By Robinson Meyer
One of the Trump administration’s most ambitious plans to buoy the struggling coal and nuclear power industries has been shot down.
The Federal Energy Regulatory Commission unanimously rejected a proposal to subsidize coal-burning and nuclear power plants on Monday. Its defeat hands a victory to the motley coalition—of environmental groups, natural-gas companies, free-market advocates, and Democratic state attorneys general—who had opposed the rule and promised to fight it in court.
The 5-0 rejection was all the bitterer for the administration because four of the five commissioners who lead the agency were appointed by President Trump, and three are Republicans.
As proposed, the rule aimed to improve the resilience and stability of the electrical grid. Citing some electricity problems that struck during the “polar vortex”-induced cold snap of 2014, Secretary of Energy Rick Perry proposed that utility companies should pay coal and nuclear plants to keep weeks of extra fuel on hand.
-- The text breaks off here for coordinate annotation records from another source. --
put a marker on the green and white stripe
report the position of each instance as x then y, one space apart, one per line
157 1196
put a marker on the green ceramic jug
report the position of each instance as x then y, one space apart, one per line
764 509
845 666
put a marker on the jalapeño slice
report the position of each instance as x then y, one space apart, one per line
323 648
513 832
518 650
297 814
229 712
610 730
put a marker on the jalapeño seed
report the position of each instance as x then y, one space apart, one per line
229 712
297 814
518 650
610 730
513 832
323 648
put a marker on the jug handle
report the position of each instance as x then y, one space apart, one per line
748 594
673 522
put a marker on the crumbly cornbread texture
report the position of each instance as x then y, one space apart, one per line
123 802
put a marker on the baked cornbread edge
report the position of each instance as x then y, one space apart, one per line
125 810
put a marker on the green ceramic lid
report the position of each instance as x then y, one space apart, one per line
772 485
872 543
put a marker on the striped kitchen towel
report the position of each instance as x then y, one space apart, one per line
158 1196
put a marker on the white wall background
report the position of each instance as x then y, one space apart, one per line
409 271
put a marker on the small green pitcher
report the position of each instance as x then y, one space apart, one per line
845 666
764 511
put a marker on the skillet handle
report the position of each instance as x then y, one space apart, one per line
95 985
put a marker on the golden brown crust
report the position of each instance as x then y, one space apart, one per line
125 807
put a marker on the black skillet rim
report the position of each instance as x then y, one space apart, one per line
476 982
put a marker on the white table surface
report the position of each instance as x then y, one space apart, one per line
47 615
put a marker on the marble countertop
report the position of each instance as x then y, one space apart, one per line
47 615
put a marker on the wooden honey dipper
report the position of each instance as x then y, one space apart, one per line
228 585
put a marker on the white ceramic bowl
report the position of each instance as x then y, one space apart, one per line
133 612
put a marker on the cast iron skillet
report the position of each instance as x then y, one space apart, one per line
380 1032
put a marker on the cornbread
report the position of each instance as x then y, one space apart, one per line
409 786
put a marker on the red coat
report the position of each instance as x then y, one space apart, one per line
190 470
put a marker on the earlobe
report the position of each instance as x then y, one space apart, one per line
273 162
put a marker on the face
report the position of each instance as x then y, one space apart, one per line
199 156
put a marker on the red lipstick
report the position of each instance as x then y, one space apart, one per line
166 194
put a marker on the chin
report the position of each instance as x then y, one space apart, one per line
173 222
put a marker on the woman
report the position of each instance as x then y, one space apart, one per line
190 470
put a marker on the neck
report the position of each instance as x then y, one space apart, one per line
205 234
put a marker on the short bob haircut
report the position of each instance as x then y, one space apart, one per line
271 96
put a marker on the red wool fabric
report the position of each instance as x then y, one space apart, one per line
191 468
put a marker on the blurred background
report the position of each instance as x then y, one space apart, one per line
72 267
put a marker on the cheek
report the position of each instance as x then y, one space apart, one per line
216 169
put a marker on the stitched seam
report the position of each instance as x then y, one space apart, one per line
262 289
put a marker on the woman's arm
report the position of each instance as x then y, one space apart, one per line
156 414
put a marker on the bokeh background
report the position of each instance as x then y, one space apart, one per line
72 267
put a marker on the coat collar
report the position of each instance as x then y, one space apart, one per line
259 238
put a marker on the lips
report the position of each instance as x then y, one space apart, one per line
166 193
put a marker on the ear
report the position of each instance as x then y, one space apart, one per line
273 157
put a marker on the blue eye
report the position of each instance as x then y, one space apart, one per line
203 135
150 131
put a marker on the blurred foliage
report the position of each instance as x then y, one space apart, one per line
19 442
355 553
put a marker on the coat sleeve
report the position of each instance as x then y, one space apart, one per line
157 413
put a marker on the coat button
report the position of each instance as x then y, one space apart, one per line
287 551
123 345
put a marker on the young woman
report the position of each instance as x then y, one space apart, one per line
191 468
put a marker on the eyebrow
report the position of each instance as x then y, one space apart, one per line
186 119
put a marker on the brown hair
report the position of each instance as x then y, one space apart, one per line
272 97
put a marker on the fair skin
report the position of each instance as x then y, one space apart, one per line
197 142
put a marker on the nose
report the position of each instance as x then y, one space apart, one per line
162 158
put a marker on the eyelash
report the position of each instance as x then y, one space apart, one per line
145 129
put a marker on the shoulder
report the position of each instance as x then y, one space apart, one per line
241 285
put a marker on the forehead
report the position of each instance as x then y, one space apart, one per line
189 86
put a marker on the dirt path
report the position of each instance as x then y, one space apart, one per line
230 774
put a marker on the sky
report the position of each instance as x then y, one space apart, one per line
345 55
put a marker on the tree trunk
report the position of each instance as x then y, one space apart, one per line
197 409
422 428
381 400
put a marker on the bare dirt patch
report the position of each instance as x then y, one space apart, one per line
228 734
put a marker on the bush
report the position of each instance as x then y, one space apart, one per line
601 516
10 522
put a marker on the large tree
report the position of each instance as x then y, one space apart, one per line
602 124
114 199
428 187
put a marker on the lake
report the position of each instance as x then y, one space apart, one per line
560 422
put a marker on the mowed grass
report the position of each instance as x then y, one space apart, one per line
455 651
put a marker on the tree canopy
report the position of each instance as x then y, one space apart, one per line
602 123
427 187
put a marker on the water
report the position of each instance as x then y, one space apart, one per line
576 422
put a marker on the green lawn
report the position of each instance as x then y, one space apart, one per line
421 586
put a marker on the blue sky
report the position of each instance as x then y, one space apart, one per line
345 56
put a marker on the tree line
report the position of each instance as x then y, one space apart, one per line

The Department of Energy, which Perry leads, doesn’t have the power to force utilities to follow such a rule itself. But the Federal Energy Regulatory Commission, or FERC, is charged by Congress with regulating interstate electricity sales and some power utilities. Perry asked FERC’s five commissioners to adopt his proposed rule within 60 days.
The plan was always controversial. Critics argued that Perry’s bailout would harm natural-gas plants, slow the growth of solar and wind energy, and introduce new and costly distortions to U.S. energy markets.
They also doubted the logic of the rule, saying that power plants rarely went down because they didn’t have enough fuel on hand. The Rhodium Group, an economics-research firm, found that only 0.00007 percent of U.S. power-outage hours between 2012 and 2016 were caused by a lack of available fuel.
Energy economists and environmental groups also maintained the rule would effectively subsidize carbon-dioxide pollution, which causes global warming. “Doing nothing [about climate change] is already not merited by economics,” Michael Greenstone, a professor of economics at the University of Chicago, said in October. “This is like doubling down.”